Изменить размер шрифта - +
Письмо заканчивалось следующими словами: «Прошу у Вас извинение за долгое отлагательство, желаю, чтобы мой труд Вам понравился. Если Вы найдете достойным Вашего таланта приняться за него, — я другой награды не требую. Приятели, которым я здесь прочел мою комедию — наговорили мне много любезностей по ее поводу; я, может быть, им оттого могу несколько верить, что вообще эти приятели довольно строго отзывались об моих трудах. Но как бы то ни было — лишь бы мой „Нахлебник“ Вам понравился и вызвал бы Вашу творческую деятельность! Боюсь я — не опоздал ли я немного. Сверх того, прошу Вас — если Вы возьмете мою комедию для своего бенефиса — не говорить заранее, кто ее написал; на меня дирекция, я знаю, втайне гневается за критику гедеоновского „Ляпунова“ в „От<ечественных> записках“ — и с большим удовольствием готова нагадить мне. Впрочем, я отдаю Вам свое произведение в полное распоряжение: делайте из него, что хотите. Как бы я был рад, если бы я мог присутствовать при первом представлении! Но об этом, кажется, нечего думать».

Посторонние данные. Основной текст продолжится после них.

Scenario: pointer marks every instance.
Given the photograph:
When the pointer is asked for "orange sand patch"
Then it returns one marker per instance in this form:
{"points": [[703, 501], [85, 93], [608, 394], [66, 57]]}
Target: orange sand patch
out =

В этот же день, с тою же «оказией», Герцен в письме из Парижа к Т. Н. Грановскому, Н. X. Кетчеру, Е. Ф. и М. Ф. Коршам и H. M. Сатину сообщал, что «драма, которую пишет Тургенев, — просто объеденье» (Герцен, т. XXIII, с. 114), а Н. А. Герцен, присутствовавшая на чтении пьесы в Париже, с волнением писала 6(18) декабря П. В. Анненкову: «Если вы будете в Москве во время представления <…> комедии „Нахлебник“ (которая мне ужасно нравится), напишите мне эффект, следствие и проч., как на своих, так и на чужих» (Анненков и его друзья, с. 631).

В письме от 3(15) декабря 1848 г., прося подтвердить получение второго акта комедии и поделиться впечатлениями от него, Тургенев писал Щепкину: «Приятель наш Г<ерцен> <…> сделал два небольших замечания, которые просил меня сообщить Вам (и с которыми я совершенно согласен). Во-первых, он находит, что Кузовкину не след носить дворянский сюртук — а частный; а во-вторых, он в сцене, где Елецкий выходит от жены, уже все узнавши, и видит, что Тропачев забавляется над Кузовкиным — в словах: „Да-с, Флегонт Александрыч, я, признаюсь, удивляюсь, что Вам за охота с Вашим воспитаньем, с Вашим образованьем заниматься такими, смею сказать, пустыми шутками“ — предлагает „смею сказать“ заменить фразой — „извините за выраженье“ — потому что, по его мнению, смею сказать — не идет в устах петербургского чиновника. Я с ним вполне согласен — притом же это такая мелочь, что я бы устыдился писать Вам о ней, если б он этого не потребовал».

Справка о «дворянском» сюртуке Кузовкина после этого письма была снята (ее нет поэтому и в запрещенных цензурою типографских гранках пьесы), а выражение «смею сказать» осталось.

Первая черновая редакция «Нахлебника» (см.: Т, ПСС и П, Сочинения, т. II, с. 330), датируемая январем — октябрем 1848 г., позволяет установить, что все образы комедии, все детали ее фабулы и сценария определились с самого начала с предельной четкостью и остротой. Как свидетельствует рукопись комедии, многочисленные исправления ее начального текста имели в виду и на первом этапе создания пьесы и в дальнейшей работе над ней не идейно-тематическую и не композиционную, а прежде всего стилистическую отделку «Нахлебника».

Других существенных исправлений в первой редакции комедии было совсем немного — они относились или к уточнению возраста действующих лиц (в черновой редакции пьесы Кузовкину не 50, а 60 лет, Тропачеву — 40, а не 36, Карпачову — 30 лет, а не 40, Егору Карташову — 50, а не 60), их имущественного и социального положения, их физического состояния (Тропачев был владельцем не 400, а 350 крепостных душ, о Ваське сказано было, что он «казачок, как все казачки», о дряхлом портном Анпадисте, — что он «говорит сиплым и глухим голосом»).